14-year-old New York student Jamey Rodemeyer was one of those who had high hopes and dreams for their future. But there was one aspect of him that wasn’t like any of his peers. He was gay. He took pride in being a gay individual. His idol was Lady Gaga. Unfortunately, it was because he was gay that he was constantly tormented by bullies with gay slurs against him online for more than a year. The bullying started back in middle school, where his family and friends say he started enduring hateful comments towards him, mostly related to his sexual orientation. On morning of Sunday, September 18th, he was found dead. As police further investigated the case, Jamey had sent signals on social networking sites that he was struggling being gay, although he had encouraged fighting off the bullies on a YouTube video. Friends reported these acts of bullying to guidance counselors to stop this bullying, but everyone especially his family had thought he’d grown stronger to bullying. Now, I like the fact that his friends decided not to be jerks and join in the bullying fest, or Jamey really would’ve been more tormented. But, never ever assume that just because someone is trying to shrug it off doesn’t mean things are getting better. There was obviously a boiling point that no one realized, and that’s what drove Jamey to commit suicide. He might have consulted with his teachers and counselors, but like most bullying victims, he must have been scared deep inside. However, even if he was scared, I felt he should’ve done something, like plead with his counselor or the school administration to take action. I mean, the whole school doesn’t have to know that he told the administration, because obviously the bullying would get worse if the whole school did know. But, he shouldn’t have just let himself just constantly get tackled by hateful comments. His mentality would have broken down eventually, which of course led to his suicide. If the school doesn’t do much or anything about the situation, take things into your own hands. That’s when you can stand up for yourself and let yourself be heard, even if it means taking the worst beating. Try to get the majority of students on your side. And if all people do is just sit there and watch and maybe even videotape, he should’ve just asked to transfer schools.
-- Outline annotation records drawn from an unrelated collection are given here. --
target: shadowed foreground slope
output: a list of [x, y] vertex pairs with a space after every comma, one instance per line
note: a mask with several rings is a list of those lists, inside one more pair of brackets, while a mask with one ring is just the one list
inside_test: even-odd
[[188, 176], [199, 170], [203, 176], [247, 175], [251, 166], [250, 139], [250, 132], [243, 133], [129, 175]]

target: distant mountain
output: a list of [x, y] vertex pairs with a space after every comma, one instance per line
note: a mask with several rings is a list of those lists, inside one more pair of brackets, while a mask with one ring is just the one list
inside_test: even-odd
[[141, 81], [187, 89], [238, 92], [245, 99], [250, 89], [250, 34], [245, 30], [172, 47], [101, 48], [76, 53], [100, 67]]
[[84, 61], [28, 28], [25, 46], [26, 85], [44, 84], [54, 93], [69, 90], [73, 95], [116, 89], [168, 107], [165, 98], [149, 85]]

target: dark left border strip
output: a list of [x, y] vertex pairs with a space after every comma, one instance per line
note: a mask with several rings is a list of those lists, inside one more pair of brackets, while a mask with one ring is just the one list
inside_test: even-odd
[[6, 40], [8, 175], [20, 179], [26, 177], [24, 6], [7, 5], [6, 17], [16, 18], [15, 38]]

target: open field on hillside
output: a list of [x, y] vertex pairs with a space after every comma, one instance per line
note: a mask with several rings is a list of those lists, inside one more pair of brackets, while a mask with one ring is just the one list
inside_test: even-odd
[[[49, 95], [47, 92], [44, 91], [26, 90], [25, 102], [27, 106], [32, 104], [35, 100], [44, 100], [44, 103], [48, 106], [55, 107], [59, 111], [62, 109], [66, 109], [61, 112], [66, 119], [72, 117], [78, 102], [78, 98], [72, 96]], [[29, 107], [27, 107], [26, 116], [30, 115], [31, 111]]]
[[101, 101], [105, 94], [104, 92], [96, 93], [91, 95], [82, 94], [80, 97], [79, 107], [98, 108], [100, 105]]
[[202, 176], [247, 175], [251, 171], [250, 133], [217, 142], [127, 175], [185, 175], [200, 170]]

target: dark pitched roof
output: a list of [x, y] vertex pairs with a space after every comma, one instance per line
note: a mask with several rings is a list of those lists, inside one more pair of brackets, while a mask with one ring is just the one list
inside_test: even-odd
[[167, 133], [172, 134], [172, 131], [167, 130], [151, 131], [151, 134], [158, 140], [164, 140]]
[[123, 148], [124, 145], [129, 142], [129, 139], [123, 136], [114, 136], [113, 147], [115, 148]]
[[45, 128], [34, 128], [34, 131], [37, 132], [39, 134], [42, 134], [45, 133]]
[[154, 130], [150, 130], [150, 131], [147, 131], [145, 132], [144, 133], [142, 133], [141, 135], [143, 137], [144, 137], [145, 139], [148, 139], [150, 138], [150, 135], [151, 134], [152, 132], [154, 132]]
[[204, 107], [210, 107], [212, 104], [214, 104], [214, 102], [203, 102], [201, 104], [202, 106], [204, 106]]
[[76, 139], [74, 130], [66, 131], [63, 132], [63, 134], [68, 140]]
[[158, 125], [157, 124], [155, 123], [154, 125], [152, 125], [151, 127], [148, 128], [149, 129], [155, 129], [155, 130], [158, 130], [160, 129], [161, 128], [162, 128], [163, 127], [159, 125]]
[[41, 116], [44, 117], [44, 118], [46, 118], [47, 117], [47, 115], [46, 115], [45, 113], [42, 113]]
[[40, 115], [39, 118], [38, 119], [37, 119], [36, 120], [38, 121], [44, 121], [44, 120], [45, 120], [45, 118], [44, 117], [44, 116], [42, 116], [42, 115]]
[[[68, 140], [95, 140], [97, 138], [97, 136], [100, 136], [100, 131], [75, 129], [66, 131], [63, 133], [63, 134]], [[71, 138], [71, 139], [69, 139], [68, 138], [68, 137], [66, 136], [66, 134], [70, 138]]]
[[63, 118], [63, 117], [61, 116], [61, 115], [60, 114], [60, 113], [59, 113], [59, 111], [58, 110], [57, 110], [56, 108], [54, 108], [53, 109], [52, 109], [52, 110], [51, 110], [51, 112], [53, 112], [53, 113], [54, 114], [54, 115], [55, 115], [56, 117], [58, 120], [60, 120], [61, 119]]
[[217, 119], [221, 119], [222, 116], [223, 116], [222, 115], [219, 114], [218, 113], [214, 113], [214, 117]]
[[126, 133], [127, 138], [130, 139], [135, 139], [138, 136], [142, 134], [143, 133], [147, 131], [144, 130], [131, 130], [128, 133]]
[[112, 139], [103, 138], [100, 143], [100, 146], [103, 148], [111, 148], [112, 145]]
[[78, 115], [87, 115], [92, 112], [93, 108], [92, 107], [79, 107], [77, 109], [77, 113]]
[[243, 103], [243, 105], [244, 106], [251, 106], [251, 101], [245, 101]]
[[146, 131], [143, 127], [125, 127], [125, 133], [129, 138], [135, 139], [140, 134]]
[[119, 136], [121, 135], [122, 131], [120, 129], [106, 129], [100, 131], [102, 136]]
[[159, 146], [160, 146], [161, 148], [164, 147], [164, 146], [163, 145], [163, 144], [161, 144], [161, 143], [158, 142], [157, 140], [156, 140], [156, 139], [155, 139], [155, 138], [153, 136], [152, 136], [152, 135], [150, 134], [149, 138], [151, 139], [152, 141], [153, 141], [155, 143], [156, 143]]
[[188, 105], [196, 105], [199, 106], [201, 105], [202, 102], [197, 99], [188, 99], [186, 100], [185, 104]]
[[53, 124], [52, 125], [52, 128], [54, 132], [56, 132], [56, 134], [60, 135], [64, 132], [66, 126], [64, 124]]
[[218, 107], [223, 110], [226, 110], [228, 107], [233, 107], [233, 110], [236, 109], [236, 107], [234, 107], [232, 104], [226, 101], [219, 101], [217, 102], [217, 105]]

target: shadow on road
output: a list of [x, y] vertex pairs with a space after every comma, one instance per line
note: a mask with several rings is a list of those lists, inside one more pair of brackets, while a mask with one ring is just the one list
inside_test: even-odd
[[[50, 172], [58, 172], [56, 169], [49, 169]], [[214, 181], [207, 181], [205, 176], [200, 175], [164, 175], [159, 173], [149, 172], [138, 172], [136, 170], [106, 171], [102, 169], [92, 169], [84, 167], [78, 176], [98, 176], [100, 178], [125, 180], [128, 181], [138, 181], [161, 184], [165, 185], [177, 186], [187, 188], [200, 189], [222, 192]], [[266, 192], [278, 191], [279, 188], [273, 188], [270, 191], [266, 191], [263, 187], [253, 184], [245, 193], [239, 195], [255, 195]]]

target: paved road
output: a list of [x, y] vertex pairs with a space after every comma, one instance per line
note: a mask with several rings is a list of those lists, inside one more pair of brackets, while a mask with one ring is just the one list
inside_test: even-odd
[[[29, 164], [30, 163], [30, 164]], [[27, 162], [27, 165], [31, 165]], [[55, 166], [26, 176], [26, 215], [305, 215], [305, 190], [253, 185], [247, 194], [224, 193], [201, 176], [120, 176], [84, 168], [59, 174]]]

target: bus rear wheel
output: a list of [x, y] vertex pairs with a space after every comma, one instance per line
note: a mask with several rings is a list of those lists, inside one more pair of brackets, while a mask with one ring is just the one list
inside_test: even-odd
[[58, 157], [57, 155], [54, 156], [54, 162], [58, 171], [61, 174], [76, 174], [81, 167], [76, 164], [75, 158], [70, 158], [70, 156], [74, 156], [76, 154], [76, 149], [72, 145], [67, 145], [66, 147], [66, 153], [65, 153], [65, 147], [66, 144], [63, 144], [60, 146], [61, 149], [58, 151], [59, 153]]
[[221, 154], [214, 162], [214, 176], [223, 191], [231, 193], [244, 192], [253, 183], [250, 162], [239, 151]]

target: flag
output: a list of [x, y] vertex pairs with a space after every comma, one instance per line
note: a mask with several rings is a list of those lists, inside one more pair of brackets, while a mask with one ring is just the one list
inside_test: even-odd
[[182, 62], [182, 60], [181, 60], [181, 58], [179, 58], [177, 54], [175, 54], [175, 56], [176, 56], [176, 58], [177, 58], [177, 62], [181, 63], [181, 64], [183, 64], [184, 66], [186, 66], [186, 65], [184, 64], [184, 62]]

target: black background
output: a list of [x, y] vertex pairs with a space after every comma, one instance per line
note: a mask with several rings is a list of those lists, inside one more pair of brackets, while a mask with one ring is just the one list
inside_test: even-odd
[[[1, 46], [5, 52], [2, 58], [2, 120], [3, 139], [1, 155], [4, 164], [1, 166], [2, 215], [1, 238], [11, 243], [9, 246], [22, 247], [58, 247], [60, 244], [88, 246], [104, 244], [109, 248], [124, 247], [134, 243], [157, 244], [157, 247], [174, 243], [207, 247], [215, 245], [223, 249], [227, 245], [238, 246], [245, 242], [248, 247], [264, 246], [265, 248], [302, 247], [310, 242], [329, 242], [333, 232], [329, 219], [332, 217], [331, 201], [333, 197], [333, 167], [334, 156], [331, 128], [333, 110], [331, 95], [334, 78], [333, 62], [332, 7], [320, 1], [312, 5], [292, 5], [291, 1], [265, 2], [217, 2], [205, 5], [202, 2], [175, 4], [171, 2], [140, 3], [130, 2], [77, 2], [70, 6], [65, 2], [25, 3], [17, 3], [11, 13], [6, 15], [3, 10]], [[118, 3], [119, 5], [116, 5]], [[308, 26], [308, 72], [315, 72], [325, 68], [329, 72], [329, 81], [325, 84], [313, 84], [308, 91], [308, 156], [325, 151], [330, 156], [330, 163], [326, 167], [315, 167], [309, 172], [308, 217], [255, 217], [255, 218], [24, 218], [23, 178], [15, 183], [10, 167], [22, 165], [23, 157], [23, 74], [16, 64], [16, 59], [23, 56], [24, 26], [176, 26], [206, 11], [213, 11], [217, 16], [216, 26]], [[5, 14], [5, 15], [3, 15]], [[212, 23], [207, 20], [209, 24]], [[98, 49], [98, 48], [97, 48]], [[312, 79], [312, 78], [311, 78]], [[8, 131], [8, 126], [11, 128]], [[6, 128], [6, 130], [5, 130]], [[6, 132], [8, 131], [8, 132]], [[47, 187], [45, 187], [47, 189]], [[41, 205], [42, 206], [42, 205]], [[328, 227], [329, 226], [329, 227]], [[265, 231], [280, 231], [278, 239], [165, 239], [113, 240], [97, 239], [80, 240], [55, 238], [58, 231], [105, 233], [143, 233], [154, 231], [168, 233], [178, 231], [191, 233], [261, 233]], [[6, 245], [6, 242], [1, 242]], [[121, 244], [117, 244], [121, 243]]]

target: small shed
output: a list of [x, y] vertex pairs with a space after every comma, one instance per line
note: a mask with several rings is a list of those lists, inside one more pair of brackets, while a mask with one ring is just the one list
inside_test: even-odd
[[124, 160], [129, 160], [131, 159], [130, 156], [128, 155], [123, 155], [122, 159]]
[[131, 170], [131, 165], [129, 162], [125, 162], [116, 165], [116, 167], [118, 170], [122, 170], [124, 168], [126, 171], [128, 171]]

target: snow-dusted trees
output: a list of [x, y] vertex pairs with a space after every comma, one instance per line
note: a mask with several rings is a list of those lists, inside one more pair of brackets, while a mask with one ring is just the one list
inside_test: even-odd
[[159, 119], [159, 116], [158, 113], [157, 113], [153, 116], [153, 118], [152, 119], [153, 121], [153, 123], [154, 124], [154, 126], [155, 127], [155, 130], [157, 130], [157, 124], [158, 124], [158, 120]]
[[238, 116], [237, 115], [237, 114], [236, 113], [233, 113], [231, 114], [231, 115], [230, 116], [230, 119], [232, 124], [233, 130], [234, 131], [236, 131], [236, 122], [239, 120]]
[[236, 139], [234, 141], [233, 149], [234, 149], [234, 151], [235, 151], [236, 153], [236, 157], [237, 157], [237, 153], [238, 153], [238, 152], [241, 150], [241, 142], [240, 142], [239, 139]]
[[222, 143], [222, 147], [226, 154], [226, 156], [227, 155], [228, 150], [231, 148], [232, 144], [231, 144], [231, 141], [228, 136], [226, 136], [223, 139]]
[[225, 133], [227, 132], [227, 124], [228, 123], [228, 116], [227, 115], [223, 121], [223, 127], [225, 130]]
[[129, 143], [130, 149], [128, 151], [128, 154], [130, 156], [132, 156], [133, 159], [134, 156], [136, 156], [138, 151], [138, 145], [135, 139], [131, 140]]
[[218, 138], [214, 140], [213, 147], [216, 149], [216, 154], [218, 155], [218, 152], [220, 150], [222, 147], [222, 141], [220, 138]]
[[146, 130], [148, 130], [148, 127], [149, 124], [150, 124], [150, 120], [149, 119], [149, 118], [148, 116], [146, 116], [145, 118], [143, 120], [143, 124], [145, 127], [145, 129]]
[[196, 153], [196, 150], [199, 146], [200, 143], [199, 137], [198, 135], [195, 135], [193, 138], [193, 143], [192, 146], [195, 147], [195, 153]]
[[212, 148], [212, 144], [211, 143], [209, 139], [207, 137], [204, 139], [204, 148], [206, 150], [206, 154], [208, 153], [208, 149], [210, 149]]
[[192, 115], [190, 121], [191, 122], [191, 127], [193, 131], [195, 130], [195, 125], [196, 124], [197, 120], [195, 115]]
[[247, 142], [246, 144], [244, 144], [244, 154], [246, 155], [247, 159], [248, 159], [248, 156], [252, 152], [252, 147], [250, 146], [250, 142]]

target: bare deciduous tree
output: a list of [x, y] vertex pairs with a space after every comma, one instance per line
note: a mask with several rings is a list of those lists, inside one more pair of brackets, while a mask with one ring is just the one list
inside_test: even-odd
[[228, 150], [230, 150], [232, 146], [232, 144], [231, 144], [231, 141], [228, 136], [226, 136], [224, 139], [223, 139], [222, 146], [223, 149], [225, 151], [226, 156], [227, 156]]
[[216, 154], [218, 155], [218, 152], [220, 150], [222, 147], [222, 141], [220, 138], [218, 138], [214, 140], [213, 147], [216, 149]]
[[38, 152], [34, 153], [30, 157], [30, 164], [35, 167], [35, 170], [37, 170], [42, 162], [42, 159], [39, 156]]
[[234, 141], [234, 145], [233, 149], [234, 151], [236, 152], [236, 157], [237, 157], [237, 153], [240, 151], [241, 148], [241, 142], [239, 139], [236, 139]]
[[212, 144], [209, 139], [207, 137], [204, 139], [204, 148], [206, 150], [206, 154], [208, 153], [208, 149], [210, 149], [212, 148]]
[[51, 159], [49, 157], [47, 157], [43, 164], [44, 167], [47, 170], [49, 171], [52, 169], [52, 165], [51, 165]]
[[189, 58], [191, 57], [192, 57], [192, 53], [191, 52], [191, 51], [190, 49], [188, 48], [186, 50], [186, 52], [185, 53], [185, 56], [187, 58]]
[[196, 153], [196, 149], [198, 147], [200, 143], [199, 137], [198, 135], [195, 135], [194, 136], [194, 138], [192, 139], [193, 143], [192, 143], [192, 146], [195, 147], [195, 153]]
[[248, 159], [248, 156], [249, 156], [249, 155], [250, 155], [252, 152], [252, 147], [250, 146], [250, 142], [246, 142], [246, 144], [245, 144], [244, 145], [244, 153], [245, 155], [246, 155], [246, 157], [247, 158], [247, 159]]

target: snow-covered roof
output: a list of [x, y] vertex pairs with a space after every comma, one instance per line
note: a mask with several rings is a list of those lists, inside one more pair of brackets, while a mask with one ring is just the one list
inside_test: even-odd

Tip of the Day: If you see a friend or just some random person being pushed around, do something about it. Talk the victim through his/her fears and have them to talk to their counselor or their teacher to offer their side of the story. Don’t ignore the dangers of ignorance.
I really hope you guys all not only enjoyed this first part of my “Anti-Bullying” series, but are now at least a little more aware of what goes on around you. I’m, obviously, not asking you guys to look into the future, or into other people’s lives without permission. But, if there’s something that you think is wrong, at least you know what to do.